Configuration Reference¶
All engine configuration is read from environment variables. An optional YAML file at /etc/workflow/engine.yaml provides a secondary source (env vars always win).
| Variable | Default | Description |
|---|---|---|
WE_POSTGRES_DSN |
(required) | libpq connection string, e.g. postgres://user:pass@host:5432/db?sslmode=disable |
WE_DISPATCH_MODE |
polling |
polling or kafka_outbox. Opts into event-driven dispatch. |
WE_KAFKA_TRANSPORT |
plaintext |
plaintext or sasl_scram_tls. Required if WE_DISPATCH_MODE=kafka_outbox. |
WE_KAFKA_SEED_BROKERS |
"" |
Comma-separated list of brokers, e.g. localhost:9092. Required if kafka_outbox. |
WE_KAFKA_SASL_MECHANISM |
SCRAM-SHA-512 |
SCRAM-SHA-256 or SCRAM-SHA-512. Required for sasl_scram_tls. |
WE_KAFKA_SASL_USERNAME |
"" |
Required for sasl_scram_tls. |
WE_KAFKA_SASL_PASSWORD |
"" |
ENV ONLY, NEVER ON DISK. Required for sasl_scram_tls. |
WE_KAFKA_TLS_CA_PATH |
"" |
Optional CA path for self-signed brokers in sasl_scram_tls. |
WE_KAFKA_TLS_SERVER_NAME |
"" |
Optional TLS ServerName override. |
WE_OUTBOX_BATCH_SIZE |
200 |
Relay drain batch limit. |
WE_REST_PORT |
8080 |
HTTP/REST listener port |
WE_GRPC_PORT |
9090 |
gRPC server port |
WE_METRICS_PORT |
9091 |
Prometheus /metrics endpoint port |
WE_LOG_LEVEL |
info |
Minimum log level: debug, info, warn, error |
WE_AUDIT_LOG_ENABLED |
true |
Record engine actions to audit_log table |
DB_MAX_CONNS |
runtime.NumCPU() * 4 (floor 4) |
Maximum pgxpool connections. Tune per deployment to bound Postgres max_connections usage across replicas. |
DB_MIN_CONNS |
0 |
Minimum idle pgxpool connections held open. 0 preserves pgxpool's on-demand behaviour. Must be ≤ DB_MAX_CONNS. |
Kafka Partition Assignment Strategy¶
The Workflow Engine and all SDKs (Go, Java, Node.js, Python) utilize the CooperativeStickyAssignor (or cooperative-sticky in librdkafka-based clients) by default.
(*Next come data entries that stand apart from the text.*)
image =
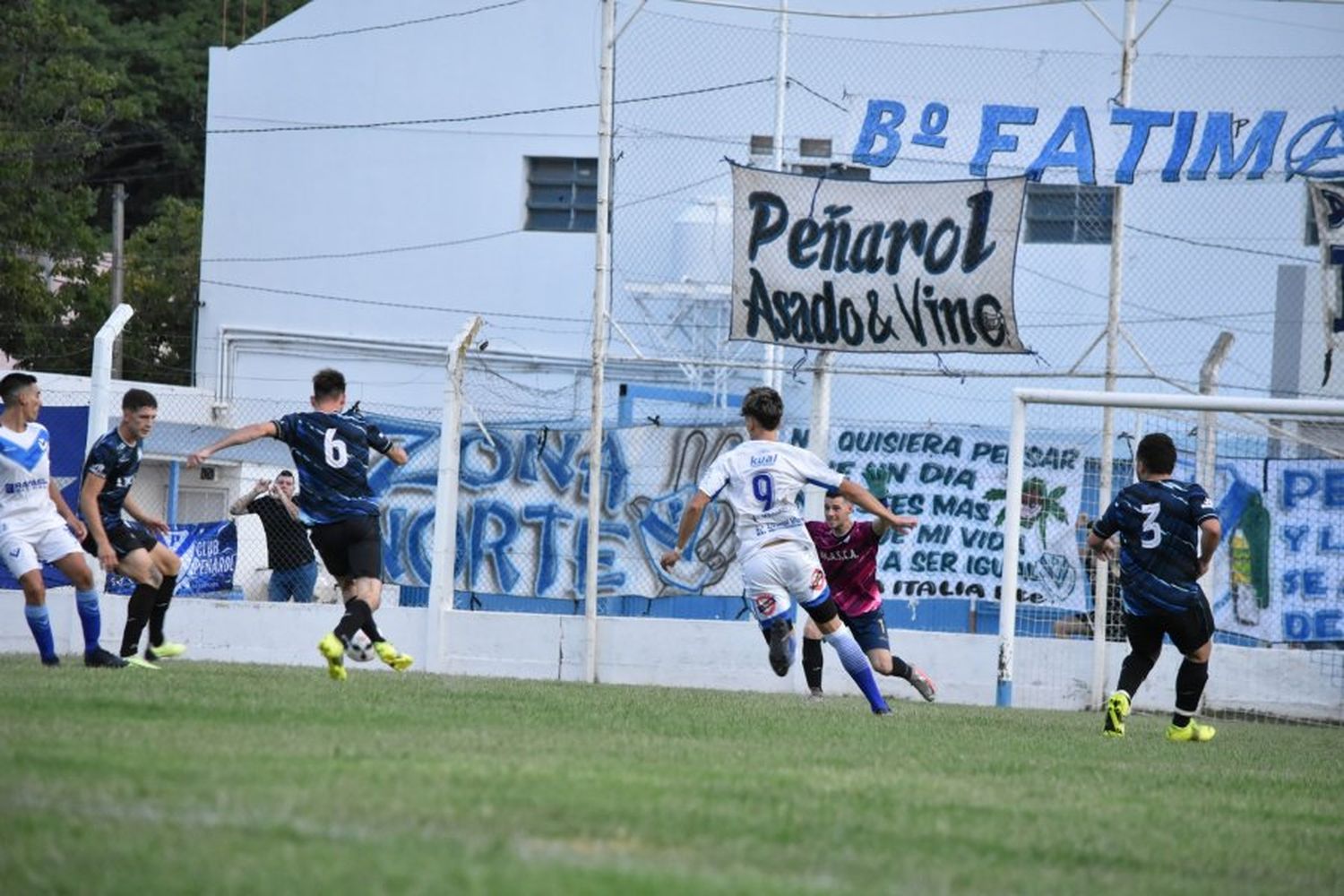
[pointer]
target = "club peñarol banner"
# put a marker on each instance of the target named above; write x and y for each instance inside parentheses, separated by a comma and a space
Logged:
(209, 555)
(866, 266)
(523, 524)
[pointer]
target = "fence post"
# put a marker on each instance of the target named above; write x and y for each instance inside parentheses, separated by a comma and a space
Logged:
(1012, 535)
(444, 565)
(99, 376)
(819, 427)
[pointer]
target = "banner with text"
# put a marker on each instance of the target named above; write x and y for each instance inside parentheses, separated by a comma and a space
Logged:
(953, 479)
(1304, 528)
(1098, 145)
(866, 266)
(523, 525)
(209, 554)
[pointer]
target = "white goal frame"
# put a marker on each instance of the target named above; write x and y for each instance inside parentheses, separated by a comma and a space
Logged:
(1012, 520)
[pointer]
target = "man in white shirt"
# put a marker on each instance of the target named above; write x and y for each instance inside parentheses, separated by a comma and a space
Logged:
(761, 478)
(38, 527)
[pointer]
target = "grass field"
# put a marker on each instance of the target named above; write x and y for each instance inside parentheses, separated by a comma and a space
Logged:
(212, 778)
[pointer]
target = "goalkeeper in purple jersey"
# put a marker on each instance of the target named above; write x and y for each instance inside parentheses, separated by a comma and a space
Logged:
(849, 555)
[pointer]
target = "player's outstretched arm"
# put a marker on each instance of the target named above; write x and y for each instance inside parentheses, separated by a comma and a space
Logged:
(242, 435)
(690, 520)
(865, 498)
(1210, 536)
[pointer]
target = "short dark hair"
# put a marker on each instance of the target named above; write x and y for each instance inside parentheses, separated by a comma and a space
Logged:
(328, 383)
(765, 406)
(1158, 452)
(15, 383)
(136, 400)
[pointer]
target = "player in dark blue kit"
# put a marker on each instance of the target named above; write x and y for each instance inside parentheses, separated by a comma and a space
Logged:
(331, 450)
(1168, 532)
(129, 547)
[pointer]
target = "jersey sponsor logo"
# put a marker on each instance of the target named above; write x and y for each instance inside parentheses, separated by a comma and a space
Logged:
(765, 605)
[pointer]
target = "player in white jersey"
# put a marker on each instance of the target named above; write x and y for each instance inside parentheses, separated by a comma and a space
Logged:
(38, 527)
(761, 478)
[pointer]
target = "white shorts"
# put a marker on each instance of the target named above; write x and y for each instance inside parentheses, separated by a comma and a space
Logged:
(24, 554)
(781, 575)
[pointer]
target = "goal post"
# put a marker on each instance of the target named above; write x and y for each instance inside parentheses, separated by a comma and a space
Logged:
(1277, 422)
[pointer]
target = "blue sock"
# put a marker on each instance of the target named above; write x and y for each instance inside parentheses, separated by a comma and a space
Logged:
(86, 602)
(857, 664)
(40, 625)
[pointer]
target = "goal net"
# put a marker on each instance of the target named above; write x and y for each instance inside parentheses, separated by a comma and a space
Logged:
(1274, 470)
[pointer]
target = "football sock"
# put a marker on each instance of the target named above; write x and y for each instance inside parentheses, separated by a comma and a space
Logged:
(137, 614)
(90, 618)
(1133, 670)
(39, 622)
(156, 616)
(812, 662)
(857, 664)
(1190, 684)
(357, 616)
(370, 627)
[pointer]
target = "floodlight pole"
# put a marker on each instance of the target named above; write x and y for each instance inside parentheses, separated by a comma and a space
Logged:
(774, 354)
(99, 379)
(601, 311)
(1101, 579)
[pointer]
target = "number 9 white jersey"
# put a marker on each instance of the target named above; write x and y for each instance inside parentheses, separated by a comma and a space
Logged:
(761, 479)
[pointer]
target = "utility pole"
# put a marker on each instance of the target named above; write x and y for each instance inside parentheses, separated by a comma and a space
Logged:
(118, 265)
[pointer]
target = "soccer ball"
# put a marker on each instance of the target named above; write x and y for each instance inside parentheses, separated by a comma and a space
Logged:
(360, 649)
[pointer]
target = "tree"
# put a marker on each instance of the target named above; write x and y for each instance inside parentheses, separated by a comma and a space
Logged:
(163, 271)
(56, 105)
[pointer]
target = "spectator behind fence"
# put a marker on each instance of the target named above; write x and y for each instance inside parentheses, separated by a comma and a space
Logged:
(288, 551)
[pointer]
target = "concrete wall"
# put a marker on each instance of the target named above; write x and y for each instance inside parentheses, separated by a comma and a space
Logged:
(725, 656)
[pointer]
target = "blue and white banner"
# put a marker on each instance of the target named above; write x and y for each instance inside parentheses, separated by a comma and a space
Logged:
(209, 555)
(1305, 504)
(1089, 145)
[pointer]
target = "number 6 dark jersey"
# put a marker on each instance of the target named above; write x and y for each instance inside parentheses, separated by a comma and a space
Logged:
(331, 454)
(1159, 543)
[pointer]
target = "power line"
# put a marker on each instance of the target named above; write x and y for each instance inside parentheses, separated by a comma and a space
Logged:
(927, 13)
(383, 27)
(487, 116)
(375, 303)
(1231, 249)
(362, 253)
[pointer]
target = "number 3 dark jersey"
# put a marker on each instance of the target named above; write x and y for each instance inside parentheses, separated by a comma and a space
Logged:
(117, 462)
(1159, 543)
(331, 454)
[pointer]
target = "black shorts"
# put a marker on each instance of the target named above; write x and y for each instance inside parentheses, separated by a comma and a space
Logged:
(351, 548)
(124, 538)
(868, 629)
(1188, 630)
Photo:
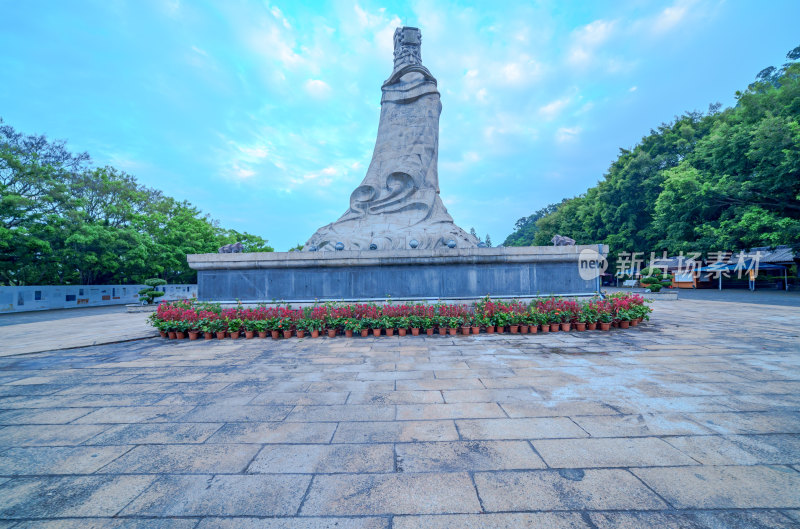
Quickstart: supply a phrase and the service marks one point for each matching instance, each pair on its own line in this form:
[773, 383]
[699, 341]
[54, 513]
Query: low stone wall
[459, 273]
[47, 297]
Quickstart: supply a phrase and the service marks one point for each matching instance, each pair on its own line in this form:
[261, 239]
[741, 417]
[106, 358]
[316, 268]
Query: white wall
[20, 299]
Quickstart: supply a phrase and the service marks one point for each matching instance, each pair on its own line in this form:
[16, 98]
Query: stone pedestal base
[461, 273]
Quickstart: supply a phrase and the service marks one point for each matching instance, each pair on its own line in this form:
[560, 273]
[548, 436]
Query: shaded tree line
[721, 180]
[64, 221]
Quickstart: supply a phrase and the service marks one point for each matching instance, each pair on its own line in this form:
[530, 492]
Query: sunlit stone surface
[398, 201]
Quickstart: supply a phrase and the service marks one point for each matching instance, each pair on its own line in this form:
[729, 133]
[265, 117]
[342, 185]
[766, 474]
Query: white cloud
[565, 134]
[317, 89]
[669, 18]
[587, 39]
[552, 109]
This strategy enables incremental rebalancing, allowing consumers to keep their assigned partitions during a rebalance if they are not being moved to another member. This avoids "stop-the-world" pauses and is highly recommended for stable operations in Kubernetes environments.
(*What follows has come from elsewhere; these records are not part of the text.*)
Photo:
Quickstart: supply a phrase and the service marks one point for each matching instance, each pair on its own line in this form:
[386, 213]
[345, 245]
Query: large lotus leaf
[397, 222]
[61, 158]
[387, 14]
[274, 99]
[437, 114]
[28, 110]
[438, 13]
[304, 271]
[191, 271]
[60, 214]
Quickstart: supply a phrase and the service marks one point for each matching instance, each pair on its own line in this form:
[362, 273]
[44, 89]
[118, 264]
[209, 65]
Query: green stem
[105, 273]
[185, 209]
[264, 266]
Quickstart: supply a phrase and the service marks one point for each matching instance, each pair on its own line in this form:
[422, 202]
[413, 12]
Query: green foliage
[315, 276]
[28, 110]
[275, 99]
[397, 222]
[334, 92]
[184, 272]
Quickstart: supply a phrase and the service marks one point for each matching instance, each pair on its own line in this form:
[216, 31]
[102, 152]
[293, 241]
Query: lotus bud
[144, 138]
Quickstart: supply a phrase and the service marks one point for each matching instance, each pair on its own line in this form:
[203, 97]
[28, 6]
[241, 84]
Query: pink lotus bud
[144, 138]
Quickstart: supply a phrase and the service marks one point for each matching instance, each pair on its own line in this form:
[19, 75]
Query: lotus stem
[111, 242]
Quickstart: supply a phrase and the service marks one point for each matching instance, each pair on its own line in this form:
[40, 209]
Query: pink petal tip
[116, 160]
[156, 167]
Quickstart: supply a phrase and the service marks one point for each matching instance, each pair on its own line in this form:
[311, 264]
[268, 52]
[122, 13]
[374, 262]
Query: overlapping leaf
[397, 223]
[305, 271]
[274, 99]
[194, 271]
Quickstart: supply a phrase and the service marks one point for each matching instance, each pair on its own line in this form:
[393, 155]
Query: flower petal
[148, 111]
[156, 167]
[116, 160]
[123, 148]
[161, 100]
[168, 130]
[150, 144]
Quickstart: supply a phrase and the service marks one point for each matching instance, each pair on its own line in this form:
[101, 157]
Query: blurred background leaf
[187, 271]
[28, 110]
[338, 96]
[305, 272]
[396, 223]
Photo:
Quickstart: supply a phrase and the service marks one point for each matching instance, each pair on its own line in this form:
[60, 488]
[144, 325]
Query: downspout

While the default is standardized for stability, users can override this in the SDKs by providing custom Kafka properties during initialization if absolutely necessary.
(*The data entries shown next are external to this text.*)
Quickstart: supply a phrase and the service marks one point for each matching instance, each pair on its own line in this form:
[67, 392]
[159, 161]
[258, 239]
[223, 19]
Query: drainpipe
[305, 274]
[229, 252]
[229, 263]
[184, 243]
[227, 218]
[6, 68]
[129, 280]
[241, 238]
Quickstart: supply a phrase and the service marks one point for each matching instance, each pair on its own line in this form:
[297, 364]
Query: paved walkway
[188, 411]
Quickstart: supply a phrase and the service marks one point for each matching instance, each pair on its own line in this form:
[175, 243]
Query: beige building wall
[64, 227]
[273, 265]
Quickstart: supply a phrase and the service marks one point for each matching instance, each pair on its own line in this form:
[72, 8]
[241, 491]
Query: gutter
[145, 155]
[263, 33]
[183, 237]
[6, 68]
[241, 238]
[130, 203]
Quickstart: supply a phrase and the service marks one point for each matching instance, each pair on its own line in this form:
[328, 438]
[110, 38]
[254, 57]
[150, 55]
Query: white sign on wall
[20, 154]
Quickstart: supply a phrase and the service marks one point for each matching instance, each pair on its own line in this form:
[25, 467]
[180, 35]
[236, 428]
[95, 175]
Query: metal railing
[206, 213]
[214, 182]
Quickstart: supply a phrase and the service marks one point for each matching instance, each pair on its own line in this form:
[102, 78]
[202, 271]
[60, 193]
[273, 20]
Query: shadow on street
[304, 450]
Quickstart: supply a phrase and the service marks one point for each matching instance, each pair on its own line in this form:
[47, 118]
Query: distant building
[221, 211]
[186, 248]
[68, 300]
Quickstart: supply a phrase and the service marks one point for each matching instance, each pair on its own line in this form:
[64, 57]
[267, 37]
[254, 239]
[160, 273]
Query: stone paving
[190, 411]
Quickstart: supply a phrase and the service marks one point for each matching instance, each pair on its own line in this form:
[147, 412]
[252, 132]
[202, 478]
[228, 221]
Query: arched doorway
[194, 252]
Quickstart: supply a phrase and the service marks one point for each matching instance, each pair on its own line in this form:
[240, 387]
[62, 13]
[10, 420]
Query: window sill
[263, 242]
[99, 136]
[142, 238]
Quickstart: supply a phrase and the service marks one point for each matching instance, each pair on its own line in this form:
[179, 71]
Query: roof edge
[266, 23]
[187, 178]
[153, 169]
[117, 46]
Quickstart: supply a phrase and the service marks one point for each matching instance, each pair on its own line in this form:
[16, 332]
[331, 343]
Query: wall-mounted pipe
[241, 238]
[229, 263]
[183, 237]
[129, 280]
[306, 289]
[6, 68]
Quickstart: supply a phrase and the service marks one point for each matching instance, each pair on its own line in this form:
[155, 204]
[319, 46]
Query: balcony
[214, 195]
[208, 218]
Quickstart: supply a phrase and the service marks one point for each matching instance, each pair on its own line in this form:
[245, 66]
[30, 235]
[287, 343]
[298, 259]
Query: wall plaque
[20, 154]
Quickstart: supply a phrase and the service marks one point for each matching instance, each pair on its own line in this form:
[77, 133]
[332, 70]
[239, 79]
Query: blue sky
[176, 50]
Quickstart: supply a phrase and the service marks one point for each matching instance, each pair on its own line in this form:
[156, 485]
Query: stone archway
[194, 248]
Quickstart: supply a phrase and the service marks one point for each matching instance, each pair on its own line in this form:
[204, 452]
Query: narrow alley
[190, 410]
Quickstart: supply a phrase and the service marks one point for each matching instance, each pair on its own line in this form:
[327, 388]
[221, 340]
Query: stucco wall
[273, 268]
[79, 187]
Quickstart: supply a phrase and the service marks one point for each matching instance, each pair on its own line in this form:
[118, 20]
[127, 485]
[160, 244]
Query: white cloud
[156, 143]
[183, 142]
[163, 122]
Engine performance metrics¶
The engine exposes the following Prometheus series (in addition to workflow_*, job_*, http_*, and grpc_*):
| Metric | Type | Purpose |
|---|---|---|
engine_db_transaction_duration_seconds |
Histogram (tx_type) |
Wall-clock Begin → Commit/Rollback per logical engine transaction |
engine_db_lock_wait_duration_seconds |
Histogram (operation) |
Pre-acquire wait for FOR UPDATE / FOR UPDATE SKIP LOCKED |
engine_job_timeout_total |
Counter | Jobs whose lease expired and were recovered by the lease sweeper |
engine_job_pickup_latency_seconds |
Histogram | End-to-end time.Since(job.created_at) at successful worker claim. Primary signal for the < 50ms-p95 target. |
Multi-replica coordination¶
Sweepers (job lease expiry and boundary_event_schedule timer firing) are gated behind distinct PostgreSQL advisory locks (pg_try_advisory_lock) so that across N replicas only one replica sweeps per interval. No cluster configuration is required — every engine replica tries to acquire the lock each tick; losers skip silently until the current leader disconnects.
Partial JSONB updates¶
Updates to workflow_instance.variables emit chained jsonb_set calls per dirty top-level key instead of rewriting the entire JSONB blob. For ≥ 256 KB payloads this reduces WAL volume by ≥ 40% on single-key updates.